Thursday, November 06, 2008

The lure of a big buck

© By Othmar Vohringer

By the time you’re reading this I will be off again in the pursuit of a huge mule deer I have encountered a two weeks ago. After spotting the monster dozing in the shadow of big sage bush I stalked to within 150 yards of him. It took me almost two hours to cover the half-mile distance that separated me from him. The countryside these buck calls home consists of rolling hills in the grassland area of our province.

Big mule deer are smart and always bed down in a location that enables them to observe the area for along distance. It took all my stalking savvy, using every little advantage to hide my approach from the every alert eyes of that hunter wise monarch. Once in my final position I raised my rifle, the crosshairs of the scope centered perfectly. Instinctively the trigger finger bent when it felt right. The Weatherby Vanguard .270 barked loud into to silent wilderness sending a deadly Federal Premium 130 grain Nosler Partition bullet on its way.

The buck jumped up looked quick around and then in typical mule deer fashion made his way over the ridge. I could see through my scope that I missed him about ten inches over his back. How could that happen? I am not that lousy, in fact I am actually a very decent marksman. Then it seemed to come back to me that I just before the hunt dropped the rifle on the ground. Not much, it only was about a foot or two off the truck bed. Better check the scope and the zero.

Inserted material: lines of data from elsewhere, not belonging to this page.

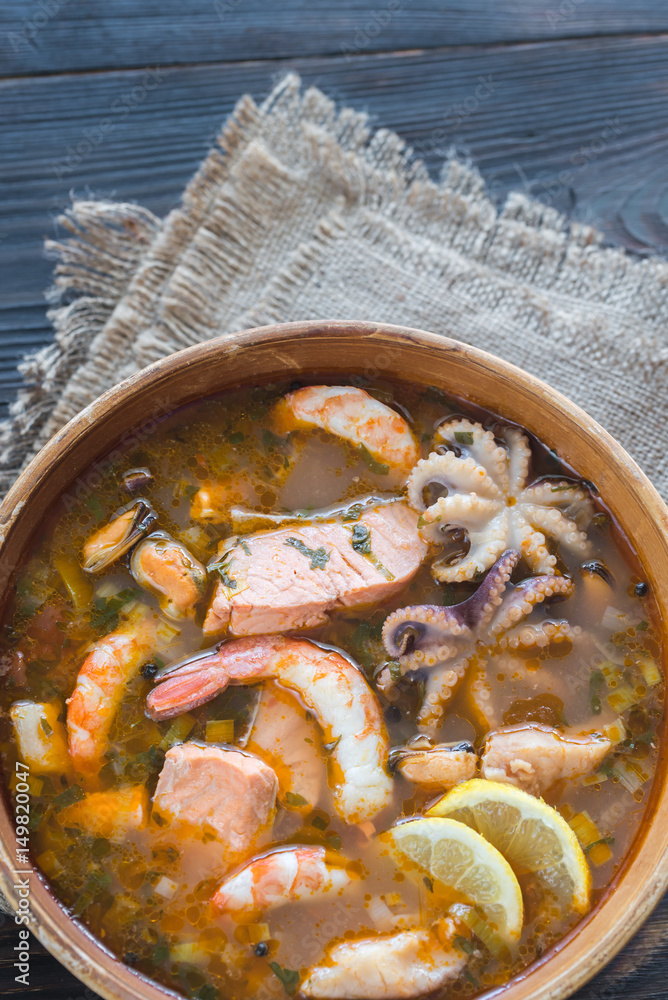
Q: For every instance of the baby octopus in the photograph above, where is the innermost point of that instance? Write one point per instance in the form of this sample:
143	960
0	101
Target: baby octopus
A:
473	493
444	640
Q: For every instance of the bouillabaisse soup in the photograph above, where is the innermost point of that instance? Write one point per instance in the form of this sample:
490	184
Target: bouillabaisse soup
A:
341	691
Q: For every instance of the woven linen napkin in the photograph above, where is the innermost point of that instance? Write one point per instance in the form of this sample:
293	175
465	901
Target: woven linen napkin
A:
301	212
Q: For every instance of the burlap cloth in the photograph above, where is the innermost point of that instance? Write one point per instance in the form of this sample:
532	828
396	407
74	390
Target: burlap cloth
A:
300	211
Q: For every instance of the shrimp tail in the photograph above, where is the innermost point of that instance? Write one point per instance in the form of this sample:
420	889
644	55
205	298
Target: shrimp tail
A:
185	690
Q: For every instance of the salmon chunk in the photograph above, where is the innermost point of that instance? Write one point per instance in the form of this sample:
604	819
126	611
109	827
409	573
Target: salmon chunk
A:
534	757
214	789
274	581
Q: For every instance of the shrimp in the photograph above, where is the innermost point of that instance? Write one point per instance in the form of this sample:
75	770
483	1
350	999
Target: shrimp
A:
352	414
331	686
279	878
109	667
408	964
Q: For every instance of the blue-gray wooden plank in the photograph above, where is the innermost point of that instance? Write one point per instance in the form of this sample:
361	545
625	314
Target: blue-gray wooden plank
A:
45	36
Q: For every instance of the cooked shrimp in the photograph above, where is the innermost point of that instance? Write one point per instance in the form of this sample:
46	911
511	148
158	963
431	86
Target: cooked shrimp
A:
279	878
331	686
285	734
352	414
103	677
409	964
534	756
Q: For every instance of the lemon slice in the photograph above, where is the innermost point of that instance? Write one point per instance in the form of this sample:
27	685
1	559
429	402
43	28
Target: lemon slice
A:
531	835
460	859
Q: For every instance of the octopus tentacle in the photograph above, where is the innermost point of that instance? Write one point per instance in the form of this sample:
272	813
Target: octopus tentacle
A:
525	596
558	526
469	512
531	544
423	635
519	458
440	688
456	475
482	446
525	637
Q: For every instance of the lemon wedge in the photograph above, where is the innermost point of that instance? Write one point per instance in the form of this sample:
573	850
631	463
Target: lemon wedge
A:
531	835
460	859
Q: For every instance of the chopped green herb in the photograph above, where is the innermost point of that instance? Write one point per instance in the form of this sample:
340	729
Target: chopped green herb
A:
394	668
463	944
206	992
97	883
67	798
329	748
353	513
104	616
601	840
223	569
372	464
160	953
361	540
294	799
288	977
319	557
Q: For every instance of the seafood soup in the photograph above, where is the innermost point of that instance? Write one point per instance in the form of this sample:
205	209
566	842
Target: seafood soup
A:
331	690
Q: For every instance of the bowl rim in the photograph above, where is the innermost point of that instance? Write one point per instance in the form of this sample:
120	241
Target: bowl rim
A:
84	954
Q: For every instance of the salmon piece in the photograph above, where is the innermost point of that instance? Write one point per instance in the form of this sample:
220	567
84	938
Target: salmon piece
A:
275	581
534	757
225	791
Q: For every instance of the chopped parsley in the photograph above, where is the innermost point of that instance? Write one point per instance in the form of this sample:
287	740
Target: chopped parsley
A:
319	557
361	540
372	464
294	799
289	977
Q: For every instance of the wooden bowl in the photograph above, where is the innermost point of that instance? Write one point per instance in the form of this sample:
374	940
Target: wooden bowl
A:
301	349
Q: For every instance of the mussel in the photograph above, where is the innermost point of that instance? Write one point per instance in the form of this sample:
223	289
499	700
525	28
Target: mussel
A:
118	536
170	572
434	766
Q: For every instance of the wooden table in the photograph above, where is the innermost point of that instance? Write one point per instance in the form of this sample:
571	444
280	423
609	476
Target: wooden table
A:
575	112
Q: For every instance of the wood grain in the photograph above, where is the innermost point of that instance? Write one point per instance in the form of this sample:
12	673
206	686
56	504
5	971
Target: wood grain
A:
423	359
581	125
99	35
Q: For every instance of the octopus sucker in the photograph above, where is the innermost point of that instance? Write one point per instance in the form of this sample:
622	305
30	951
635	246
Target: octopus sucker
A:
444	640
484	492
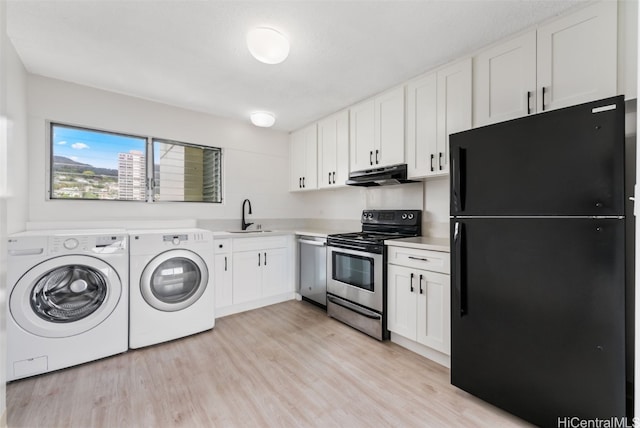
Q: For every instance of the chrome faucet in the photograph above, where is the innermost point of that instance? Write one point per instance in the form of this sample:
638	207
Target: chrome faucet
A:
244	223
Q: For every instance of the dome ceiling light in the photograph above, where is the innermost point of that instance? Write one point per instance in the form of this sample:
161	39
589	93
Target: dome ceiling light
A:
268	45
263	119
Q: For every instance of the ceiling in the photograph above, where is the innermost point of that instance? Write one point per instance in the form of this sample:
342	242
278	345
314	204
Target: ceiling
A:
193	54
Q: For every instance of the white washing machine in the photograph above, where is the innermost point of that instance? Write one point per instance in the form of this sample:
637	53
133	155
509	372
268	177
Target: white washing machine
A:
172	293
68	299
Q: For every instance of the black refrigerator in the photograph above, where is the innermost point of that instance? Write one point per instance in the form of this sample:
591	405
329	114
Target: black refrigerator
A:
538	263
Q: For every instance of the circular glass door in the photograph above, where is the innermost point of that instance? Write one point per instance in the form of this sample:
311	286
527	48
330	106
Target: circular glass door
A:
174	280
68	293
65	296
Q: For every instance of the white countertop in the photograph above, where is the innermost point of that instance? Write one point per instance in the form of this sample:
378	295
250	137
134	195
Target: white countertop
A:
322	233
250	234
422	243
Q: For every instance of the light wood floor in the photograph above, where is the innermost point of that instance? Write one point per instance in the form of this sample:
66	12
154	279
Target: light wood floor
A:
287	365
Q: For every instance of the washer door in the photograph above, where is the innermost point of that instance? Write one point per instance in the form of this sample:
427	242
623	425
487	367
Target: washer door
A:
174	280
65	296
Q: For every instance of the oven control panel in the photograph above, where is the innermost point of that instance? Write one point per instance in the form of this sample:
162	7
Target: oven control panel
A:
392	217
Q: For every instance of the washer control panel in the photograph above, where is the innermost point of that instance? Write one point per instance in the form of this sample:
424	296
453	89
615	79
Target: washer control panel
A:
99	244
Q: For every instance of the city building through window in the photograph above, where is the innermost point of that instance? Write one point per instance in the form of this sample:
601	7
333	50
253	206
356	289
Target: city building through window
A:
93	164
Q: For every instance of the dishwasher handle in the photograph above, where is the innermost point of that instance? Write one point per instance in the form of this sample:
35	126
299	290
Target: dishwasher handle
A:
314	243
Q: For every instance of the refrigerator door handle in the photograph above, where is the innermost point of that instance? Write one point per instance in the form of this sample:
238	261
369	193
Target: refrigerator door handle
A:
456	173
460	286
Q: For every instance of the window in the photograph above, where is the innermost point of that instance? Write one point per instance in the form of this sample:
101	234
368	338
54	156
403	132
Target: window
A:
92	164
184	172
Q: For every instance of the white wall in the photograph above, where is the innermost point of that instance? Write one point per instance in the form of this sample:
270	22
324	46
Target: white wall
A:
256	164
13	172
256	161
3	215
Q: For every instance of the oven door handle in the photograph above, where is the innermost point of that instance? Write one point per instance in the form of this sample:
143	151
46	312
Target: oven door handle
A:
354	308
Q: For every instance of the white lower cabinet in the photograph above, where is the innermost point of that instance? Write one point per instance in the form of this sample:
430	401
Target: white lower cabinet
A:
255	273
222	273
259	268
419	297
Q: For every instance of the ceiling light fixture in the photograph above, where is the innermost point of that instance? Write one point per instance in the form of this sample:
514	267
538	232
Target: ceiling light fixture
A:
263	119
268	45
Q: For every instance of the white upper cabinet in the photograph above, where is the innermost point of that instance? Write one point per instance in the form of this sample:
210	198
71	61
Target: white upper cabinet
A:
333	150
422	126
565	62
362	138
438	104
389	135
577	57
377	131
505	80
454	106
304	159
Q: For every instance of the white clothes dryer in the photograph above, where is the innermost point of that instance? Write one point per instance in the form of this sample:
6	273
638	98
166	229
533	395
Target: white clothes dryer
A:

Sure enough when I inserted the laser light into the barrel and aimed at a stone hundred yards away the crosshairs of the scope where off about three inches to the right and four inches high. Back to the shooting range and get that fixed right away. The rifle shoots dead on again and tomorrow (Friday) afternoon I am out in mister mule deer’s range until Tuesday night when I will come back home, hopefully not alone.

I am new to this mule deer hunting and there is much to learn. Mule deer are a very different breed from whitetails. I have been saying to my wife just the other day. “If I would be hunting whitetails for that many weeks that I am after mule deer, the freezer would be full and a rack or two would adorn my office wall by now.

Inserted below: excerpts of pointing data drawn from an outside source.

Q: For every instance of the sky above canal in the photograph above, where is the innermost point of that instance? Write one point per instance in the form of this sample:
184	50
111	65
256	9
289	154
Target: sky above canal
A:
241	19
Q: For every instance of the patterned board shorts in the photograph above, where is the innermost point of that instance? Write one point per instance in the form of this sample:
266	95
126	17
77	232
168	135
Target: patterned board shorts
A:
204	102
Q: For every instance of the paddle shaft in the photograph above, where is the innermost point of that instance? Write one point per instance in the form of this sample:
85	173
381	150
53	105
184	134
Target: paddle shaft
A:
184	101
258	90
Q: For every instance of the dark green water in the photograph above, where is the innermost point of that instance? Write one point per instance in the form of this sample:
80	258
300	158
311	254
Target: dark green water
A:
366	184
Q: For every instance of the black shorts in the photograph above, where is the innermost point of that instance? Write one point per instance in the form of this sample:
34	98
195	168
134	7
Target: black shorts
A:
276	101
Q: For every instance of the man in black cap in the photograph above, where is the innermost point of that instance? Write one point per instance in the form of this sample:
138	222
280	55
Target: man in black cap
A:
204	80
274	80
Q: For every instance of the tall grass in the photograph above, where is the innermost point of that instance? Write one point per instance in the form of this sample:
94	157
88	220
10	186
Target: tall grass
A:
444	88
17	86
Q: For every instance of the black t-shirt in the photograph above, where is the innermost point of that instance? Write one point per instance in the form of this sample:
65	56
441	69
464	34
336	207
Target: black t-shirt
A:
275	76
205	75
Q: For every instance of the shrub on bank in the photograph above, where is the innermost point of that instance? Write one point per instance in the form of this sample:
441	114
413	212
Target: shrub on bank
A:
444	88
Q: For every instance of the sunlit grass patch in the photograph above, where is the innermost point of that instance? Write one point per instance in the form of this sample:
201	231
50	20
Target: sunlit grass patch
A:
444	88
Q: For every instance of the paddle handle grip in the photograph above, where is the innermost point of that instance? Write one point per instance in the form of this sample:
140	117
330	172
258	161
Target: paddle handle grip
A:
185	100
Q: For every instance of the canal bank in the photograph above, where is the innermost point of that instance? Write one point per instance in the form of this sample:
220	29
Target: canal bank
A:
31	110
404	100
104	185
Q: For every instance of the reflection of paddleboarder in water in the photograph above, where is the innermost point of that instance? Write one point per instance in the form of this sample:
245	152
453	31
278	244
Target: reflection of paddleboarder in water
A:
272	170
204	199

Here are a few pictures to show you what around here mule deer country looks like. Enjoy.

Rolling hills with ravines, over grown gullies, deep saddles and big dark old growth timber plus ever changing winds and thermals are an old mule deer bucks kind of paradise and a hunters nightmare.





3 comments:

bushman said...

Thats huntin fer ya. Sometimes you get the bear, sometimes the bear gets you...
Sides, even if ya don't get im, think of how much bigger he'll be next season!

Tom Sorenson said...

Best of luck, my friend! Hope you run into him again - and this time with your scope dialed in!

I sure do love chasing these muleys - can't say I've ever had the good fortune of hunting big ones, but we learned this year sometimes you work just as hard for the little ones! My brother and I put a full days work in on his buck - a glorified forked horn that was a 2x3 - it was a tough hunt, and that made it for both of us a great hunt! Hope you get the job done on this big guy!

SimplyOutdoors said...

Glad to hear that the rifle is sighted back in. I'm pretty sure that that has happened to every hunter at one point or another.

Some great country you get to hunt Othmar.